What only a story can tell

The news of the death of Milan Kundera reminded me of the deep impression that reading The Unbearable Lightness of Being caused me at the time.

Oliver Thansan
Oliver Thansan
15 July 2023 Saturday 10:31
9 Reads
What only a story can tell

The news of the death of Milan Kundera reminded me of the deep impression that reading The Unbearable Lightness of Being caused me at the time. It's been so long, he was a young dreamer eager to apprehend life. Now I read even more than then. I read a lot, a lot, too much to retain even a small part of the information that passes to my brain through the increasing presbyopia that I suffer from.

In addition to paper books and magazines, a spy computer program is in charge of recording the many hours I spend each day looking at screens and reports a few activity data to me weekly (it tells its true masters my entire life so they can trade with it). . I mostly read news, studies, papers, reports and essays. Also emails or WhatsApp, of course, and Twitter, let's see how long it lasts...

Very little poetry and even less narrative. I have practically not read fictional literature for many years. And as for the sound and audiovisual channel, the same thing, a lot of news and few stories or movies. In my eagerness to know and be informed, I have become a boring, rational and productive man, you see. A man who has almost come to forget that fiction is capable of telling things that paradigmatic language, scientific communication or journalistic verismo cannot tell. Because good narrative reflects on issues as complex as drives, passions, feelings, the mechanics of chance or even the meaning of life.

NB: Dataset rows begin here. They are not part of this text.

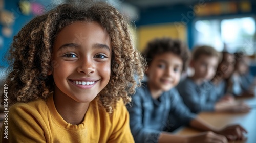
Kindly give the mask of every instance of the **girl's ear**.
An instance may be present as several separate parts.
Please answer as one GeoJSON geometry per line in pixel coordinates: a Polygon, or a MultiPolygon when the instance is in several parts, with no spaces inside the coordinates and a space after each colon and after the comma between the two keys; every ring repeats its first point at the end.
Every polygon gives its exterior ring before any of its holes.
{"type": "Polygon", "coordinates": [[[52,75],[52,67],[50,67],[50,68],[48,69],[48,72],[47,73],[47,75],[50,76],[52,75]]]}
{"type": "Polygon", "coordinates": [[[189,66],[194,67],[195,64],[195,61],[193,60],[191,60],[191,61],[189,62],[189,66]]]}
{"type": "Polygon", "coordinates": [[[48,73],[47,73],[47,75],[50,76],[50,75],[52,75],[52,70],[50,69],[49,70],[48,70],[48,73]]]}

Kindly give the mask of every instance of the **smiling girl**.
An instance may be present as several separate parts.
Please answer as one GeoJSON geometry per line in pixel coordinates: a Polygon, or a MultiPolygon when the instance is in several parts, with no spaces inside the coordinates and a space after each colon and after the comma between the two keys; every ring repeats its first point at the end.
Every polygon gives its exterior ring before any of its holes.
{"type": "Polygon", "coordinates": [[[142,57],[115,8],[80,6],[60,5],[14,36],[2,142],[134,142],[124,105],[142,57]]]}

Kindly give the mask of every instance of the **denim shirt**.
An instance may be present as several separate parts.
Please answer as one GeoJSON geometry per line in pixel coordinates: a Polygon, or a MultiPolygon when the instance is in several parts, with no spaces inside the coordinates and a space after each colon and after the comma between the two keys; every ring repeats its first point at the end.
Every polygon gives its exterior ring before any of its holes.
{"type": "Polygon", "coordinates": [[[190,78],[187,78],[177,86],[178,91],[185,104],[191,112],[212,111],[218,97],[211,82],[197,85],[190,78]]]}
{"type": "Polygon", "coordinates": [[[130,128],[135,142],[158,142],[162,131],[172,131],[177,125],[185,125],[196,117],[180,99],[175,88],[165,92],[159,99],[152,98],[143,83],[132,96],[127,105],[130,128]]]}

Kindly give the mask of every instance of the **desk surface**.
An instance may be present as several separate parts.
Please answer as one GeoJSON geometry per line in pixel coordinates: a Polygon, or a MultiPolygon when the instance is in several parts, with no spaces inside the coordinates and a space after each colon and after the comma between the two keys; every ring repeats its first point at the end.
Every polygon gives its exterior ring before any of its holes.
{"type": "MultiPolygon", "coordinates": [[[[246,113],[229,113],[217,112],[202,112],[198,116],[206,122],[217,128],[222,128],[227,125],[239,124],[248,133],[245,135],[246,140],[232,142],[256,142],[256,98],[239,99],[252,106],[252,110],[246,113]]],[[[199,133],[198,130],[189,127],[178,129],[176,133],[179,135],[193,135],[199,133]]]]}

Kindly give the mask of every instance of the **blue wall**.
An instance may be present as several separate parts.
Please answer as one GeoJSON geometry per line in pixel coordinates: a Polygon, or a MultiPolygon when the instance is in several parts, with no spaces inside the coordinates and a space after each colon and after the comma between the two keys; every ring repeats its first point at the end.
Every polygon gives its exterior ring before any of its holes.
{"type": "MultiPolygon", "coordinates": [[[[0,49],[0,57],[1,58],[0,59],[0,67],[6,67],[8,66],[7,62],[5,58],[5,55],[12,42],[13,36],[16,35],[21,28],[34,17],[32,14],[26,16],[20,13],[18,8],[19,0],[4,0],[4,9],[13,13],[15,21],[13,24],[10,26],[13,32],[12,35],[10,38],[5,37],[2,35],[2,32],[0,32],[0,36],[4,38],[4,45],[3,47],[0,49]]],[[[51,3],[51,0],[29,0],[28,1],[40,3],[44,6],[49,5],[51,3]]],[[[0,30],[2,30],[2,28],[3,26],[0,24],[0,30]]]]}
{"type": "MultiPolygon", "coordinates": [[[[205,1],[207,3],[209,1],[205,1]]],[[[237,1],[238,2],[241,2],[237,1]]],[[[200,1],[199,1],[200,2],[200,1]]],[[[189,48],[192,48],[194,45],[193,21],[195,18],[193,16],[193,9],[191,7],[194,5],[198,4],[197,2],[191,4],[179,4],[175,5],[165,6],[158,7],[151,7],[140,9],[140,19],[135,21],[135,24],[139,27],[140,26],[169,23],[174,22],[182,22],[187,28],[188,45],[189,48]]],[[[242,13],[238,11],[237,13],[232,14],[222,14],[210,17],[200,17],[202,18],[222,18],[224,16],[243,16],[248,15],[256,14],[256,1],[251,1],[252,11],[248,13],[242,13]]]]}

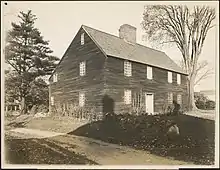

Although there are those who say that it is not useful for anything other than to feed the soul -which is not little- art is also capable of explaining the ineffable and valuing the immeasurable. Sometimes he can even achieve it through a simple story that flows joyfully like a stream, energetic like a waterfall or harmonious like the swaying of the waves of the sea.

Waiting for Dalí by David Pujol succeeds. Because beyond a bright Mediterranean tale, magnificently performed and that leaves an excellent taste in the mouth, the film does not tell the story of El Bulli. He does not tell it, even though his protagonists appear, absolutely deconstructed, in it. He does not count it, even though it is framed in his landscape and his light. Even though it is filled with winks and truffled with dishes that are already icons of universal contemporary art. As much as it smells of salt, suquet, painting and nearby culture. No matter how much he plays with the omnipresent absence of the immortal Empordà genius who at six years old already wanted to be a cook and at seven, Napoleon. Will it happen at the end like in Waiting for Godot?

What he achieves is transmitting to us, between smiles, interpretive keys that are neither measurable nor inventoriable. It reveals intangibles without which it is impossible to understand the Bullinian revolution from an environment like the current one in which gastronomy, its conventions and standards, and the perception that our society has of it and chefs is light years away, even though so little time has passed. .

Keys such as illusion, passion and freedom of spirit. Also the necessary ingenuity, so undervalued and, at the same time, essential. And the magic, of course, the mystery. And the inalienable ambition to do and transcend; not by having, retaining or accumulating, which is something else.

Haven't you visited elBulli 1846 yet? What are you waiting for? Reserve your ticket now and buy Waiting for Dalí without delay to understand the story of a dream even better.

Bonus ball: Already put, if as a server you like to eat the jar with our gastronomic sociology, another day you can see Mark Mylod's menu. Also a good fiction film and also set in a restaurant, although the rest has nothing to do with it; neither the approach, nor the theme, nor the place, nor the landscape, nor the moment, nor the light, nor the tone. I'm just telling you this in case you want to play and observe, through chilling cinematographic hyperbole, how the story has changed.

Or maybe it's just that, in the vague times of Waiting for Dalí, we too were young.